Nesse contexto, o consórcio imobiliário surge como uma alternativa ao crédito tradicional, com mais de R$ 200 bilhões em créditos contemplados, permitindo reorganização patrimonial sem endividamento excessivo. É nesse cenário que Pedro Ros, CEO da Referência Capital, apresenta cinco diretrizes para fortalecer a saúde financeira e a liquidez dos investimentos em 2026.

Entender o lucro real e evitar capital mal alocado

A primeira dica de Ros é mapear com precisão o retorno efetivo das operações, entendendo onde está o retorno real e o custo de manter capital mal alocado. A Referência Capital, sediada em Brasília, possui uma operação com mais de 3 mil clientes em 48 países, com um volume de negociação em consórcios imobiliários superior a R$ 850 milhões. Seu modelo prioriza o planejamento financeiro e a aquisição gradual de imóveis, reduzindo a dependência do crédito bancário, o que se mostra relevante em um ambiente de taxas de juros elevadas, preservando a liquidez e a previsibilidade no médio prazo.
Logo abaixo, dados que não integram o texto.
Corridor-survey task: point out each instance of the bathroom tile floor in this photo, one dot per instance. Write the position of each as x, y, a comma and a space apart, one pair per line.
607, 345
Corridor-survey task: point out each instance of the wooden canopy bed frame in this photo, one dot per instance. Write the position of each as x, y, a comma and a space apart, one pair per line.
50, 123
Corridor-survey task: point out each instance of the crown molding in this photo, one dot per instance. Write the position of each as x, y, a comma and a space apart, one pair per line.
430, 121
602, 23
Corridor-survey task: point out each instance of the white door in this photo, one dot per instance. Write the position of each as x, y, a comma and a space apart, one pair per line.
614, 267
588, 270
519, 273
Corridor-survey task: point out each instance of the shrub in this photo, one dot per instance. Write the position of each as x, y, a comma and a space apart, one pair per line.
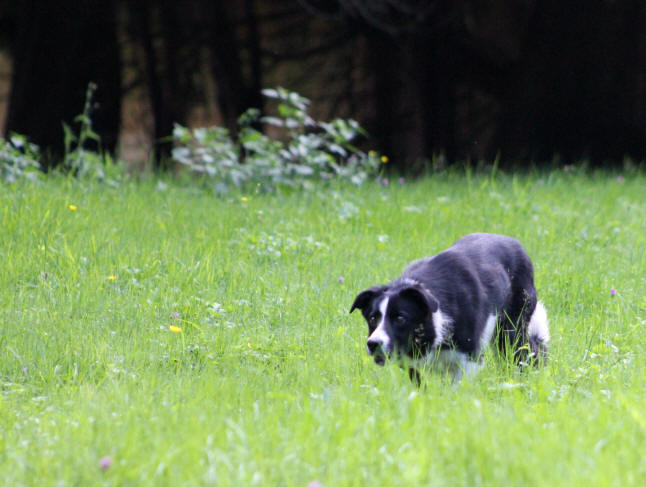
18, 159
307, 149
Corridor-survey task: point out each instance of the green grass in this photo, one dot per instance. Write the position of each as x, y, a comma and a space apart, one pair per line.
268, 382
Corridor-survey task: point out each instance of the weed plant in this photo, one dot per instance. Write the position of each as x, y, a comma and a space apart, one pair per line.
152, 334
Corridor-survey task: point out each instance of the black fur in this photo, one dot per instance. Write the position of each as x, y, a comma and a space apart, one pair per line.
478, 276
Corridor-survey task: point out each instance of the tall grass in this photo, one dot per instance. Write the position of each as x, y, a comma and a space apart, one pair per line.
263, 377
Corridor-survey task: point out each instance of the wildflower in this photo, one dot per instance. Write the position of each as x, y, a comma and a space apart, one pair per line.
105, 462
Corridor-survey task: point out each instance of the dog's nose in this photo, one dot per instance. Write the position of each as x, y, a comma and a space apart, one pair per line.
373, 345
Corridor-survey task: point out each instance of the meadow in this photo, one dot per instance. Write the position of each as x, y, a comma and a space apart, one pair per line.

Previsibilidade na aquisição e disciplina na gestão

A segunda dica envolve a construção de uma estratégia previsível para aquisição de imóveis, evitando decisões tomadas sob pressão ou picos concentrados de desembolso. A Referência Capital administra atualmente 1.861 cartas de consórcio ativas, com ticket médio de R$ 550 mil, direcionadas a investidores interessados em estruturar patrimônio com disciplina e horizonte de longo prazo. A terceira dica está relacionada à padronização dos processos de gestão, com a empresa operando com 70 profissionais especializados, adotando processos replicáveis de análise, aquisição e acompanhamento patrimonial para reduzir riscos operacionais e melhorar a qualidade das decisões ao longo do tempo.

Fluxo de caixa como decisão estratégica em 2026

A quarta dica destaca a gestão estratégica do fluxo de caixa, que se tornou fundamental em um ambiente de crédito mais restritivo, passando a ocupar o centro da estratégia financeira. O consórcio permite parcelas compatíveis com o orçamento e preservação da liquidez ao longo do ciclo de investimento. Os clientes da Referência Capital têm acesso a mais de 150 imóveis catalogados, com rentabilidade projetada de até 3% ao mês. A quinta dica envolve a formação de alianças estratégicas, com a empresa contando com mais de 100 parceiros ativos para ampliar oportunidades imobiliárias, mesmo em um cenário de crédito mais seletivo. Para Pedro Ros, em 2026, a reorganização patrimonial requer método, previsibilidade e cooperação estratégica, elementos essenciais em um ambiente de incerteza econômica.